Schwarzes Loch im Verdacht

"Die scharfen Grenzflächen dieser Blasen laufen höchstwahrscheinlich entlang von Schockwellen, die durch einen massiven Energieeintrag aus dem Innern unserer Galaxie in den galaktischen Halo verursacht wurden", sagte Peter Predehl, Erstautor der Studie. Die wahrscheinlichste Erklärung für die gigantische Gasstruktur seien demnach energiereiche Ausbrüche im Innern der Milchstraße. Ursachen könnten eine Periode intensiver Sternentstehung oder ein Ausbruch aus dem supermassereichen schwarzen Loch im galaktischen Zentrum gewesen sein.

Auch wenn sich das Schwarze Loch im Zentrum der Milchstraße derzeit ruhig verhält, könnte es in der Vergangenheit durchaus aktiv gewesen sein – ähnlich wie man es bei aktiven Galaxienkernen mit stark wachsenden schwarzen Löchern in fernen Galaxien beobachten kann, so die Wissenschafter.

Große Pläne

"Dank seiner Empfindlichkeit sowie Energie- und Winkelauflösung kann eRosita den gesamten Röntgenhimmel mit bisher unerreichter Tiefe kartieren und so auch die südliche Blase eindeutig nachweisen", sagte Michael Freyberg, Koautor der Studie. Das Röntgenteleskop durchmustert alle sechs Monate den gesamten Himmel. Die Daten ermöglichen es den Wissenschaftern, nach großräumigen Strukturen zu suchen.

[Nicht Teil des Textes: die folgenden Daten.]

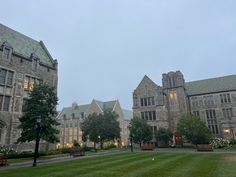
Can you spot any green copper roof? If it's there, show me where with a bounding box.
[0,24,53,66]
[185,75,236,95]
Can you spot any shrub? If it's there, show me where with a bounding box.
[61,147,71,154]
[104,143,116,150]
[211,138,232,149]
[156,127,173,147]
[83,146,94,151]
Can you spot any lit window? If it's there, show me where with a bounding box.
[0,95,11,111]
[0,68,14,85]
[24,76,39,90]
[3,47,11,59]
[170,91,177,101]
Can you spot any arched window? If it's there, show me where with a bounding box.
[0,121,6,145]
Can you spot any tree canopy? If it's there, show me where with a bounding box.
[130,117,153,146]
[81,110,120,148]
[177,115,212,144]
[17,82,59,143]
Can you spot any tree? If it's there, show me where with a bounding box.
[130,117,153,147]
[156,127,173,147]
[81,113,100,149]
[17,82,59,143]
[81,110,120,149]
[177,115,212,145]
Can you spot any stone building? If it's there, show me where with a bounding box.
[57,100,132,148]
[0,24,57,149]
[133,71,236,142]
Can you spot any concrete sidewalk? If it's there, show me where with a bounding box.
[0,150,127,170]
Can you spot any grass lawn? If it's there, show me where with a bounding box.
[0,152,236,177]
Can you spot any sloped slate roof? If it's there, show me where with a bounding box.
[185,75,236,95]
[0,24,53,67]
[122,109,133,120]
[59,104,90,119]
[58,100,116,119]
[95,100,116,111]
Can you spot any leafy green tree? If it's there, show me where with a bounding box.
[130,117,153,148]
[156,127,173,146]
[81,113,100,149]
[17,82,59,143]
[81,110,120,149]
[177,115,212,145]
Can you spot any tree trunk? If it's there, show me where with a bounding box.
[100,141,103,149]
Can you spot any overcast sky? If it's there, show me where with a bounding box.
[0,0,236,110]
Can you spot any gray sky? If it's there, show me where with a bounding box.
[0,0,236,110]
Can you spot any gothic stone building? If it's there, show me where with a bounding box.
[0,24,57,149]
[57,100,132,148]
[133,71,236,141]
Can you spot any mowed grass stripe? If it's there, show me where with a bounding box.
[121,154,192,177]
[0,153,148,177]
[181,153,220,177]
[141,154,213,177]
[85,153,189,177]
[0,152,236,177]
[48,153,159,176]
[214,153,236,177]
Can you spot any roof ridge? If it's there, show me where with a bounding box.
[185,74,236,84]
[0,23,40,43]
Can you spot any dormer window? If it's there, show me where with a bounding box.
[30,53,39,71]
[2,42,12,60]
[3,48,11,59]
[81,112,84,119]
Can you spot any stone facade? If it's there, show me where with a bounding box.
[0,24,57,149]
[133,71,236,141]
[57,100,132,148]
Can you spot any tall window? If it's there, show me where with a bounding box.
[203,95,214,106]
[0,68,14,86]
[140,96,155,107]
[24,76,39,90]
[3,47,11,59]
[0,95,11,111]
[193,111,200,117]
[222,108,233,120]
[141,111,156,120]
[191,97,199,109]
[169,91,177,101]
[206,109,219,134]
[220,93,231,103]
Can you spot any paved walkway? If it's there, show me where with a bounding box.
[0,150,127,170]
[0,148,236,170]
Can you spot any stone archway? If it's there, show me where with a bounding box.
[0,120,7,146]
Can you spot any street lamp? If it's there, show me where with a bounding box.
[98,135,102,149]
[128,125,133,152]
[33,117,42,167]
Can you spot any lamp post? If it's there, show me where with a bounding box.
[98,135,102,149]
[128,125,134,152]
[33,117,41,167]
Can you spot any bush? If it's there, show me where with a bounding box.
[156,127,173,147]
[104,143,116,150]
[83,146,96,151]
[211,138,231,149]
[61,147,72,154]
[177,115,212,145]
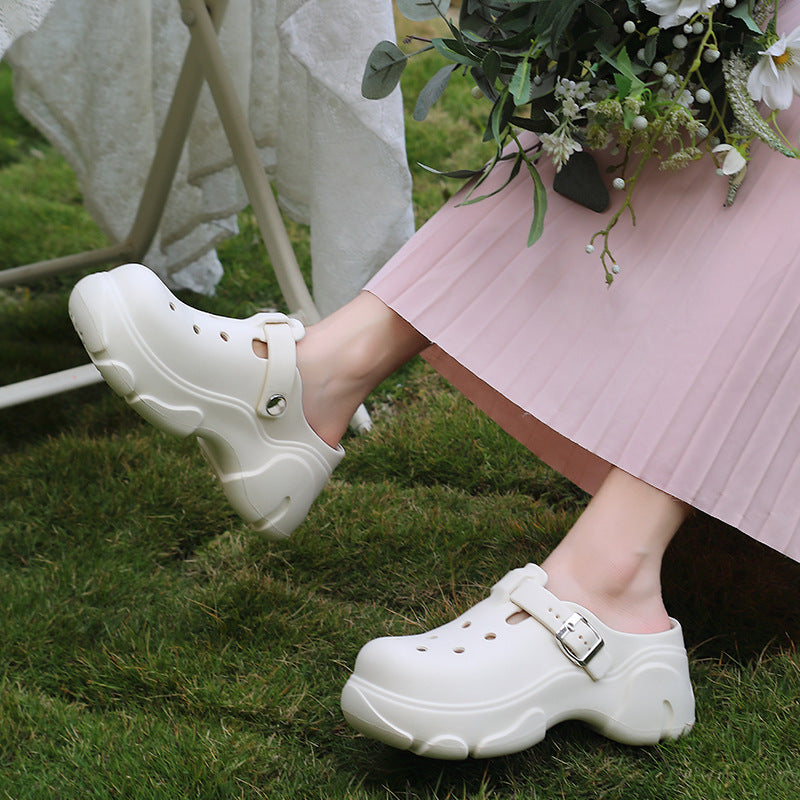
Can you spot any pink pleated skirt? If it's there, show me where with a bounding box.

Eine russische Trägerrakete hatte eRosita im Juli 2019 vom Weltraumbahnhof Baikonur in Kasachstan aus ins All befördert. Seitdem sendet das Teleskop Daten. Daraus entstehen Himmelskarten, die das Universum und seine Entwicklung abbilden. Die Astronomen gehen davon aus, dass sie mit eRosita rund 100.000 Galaxienhaufen sowie mehrere Millionen aktive Schwarze Löcher in den Zentren der Galaxien finden können. (red, APA, 13.12.2020)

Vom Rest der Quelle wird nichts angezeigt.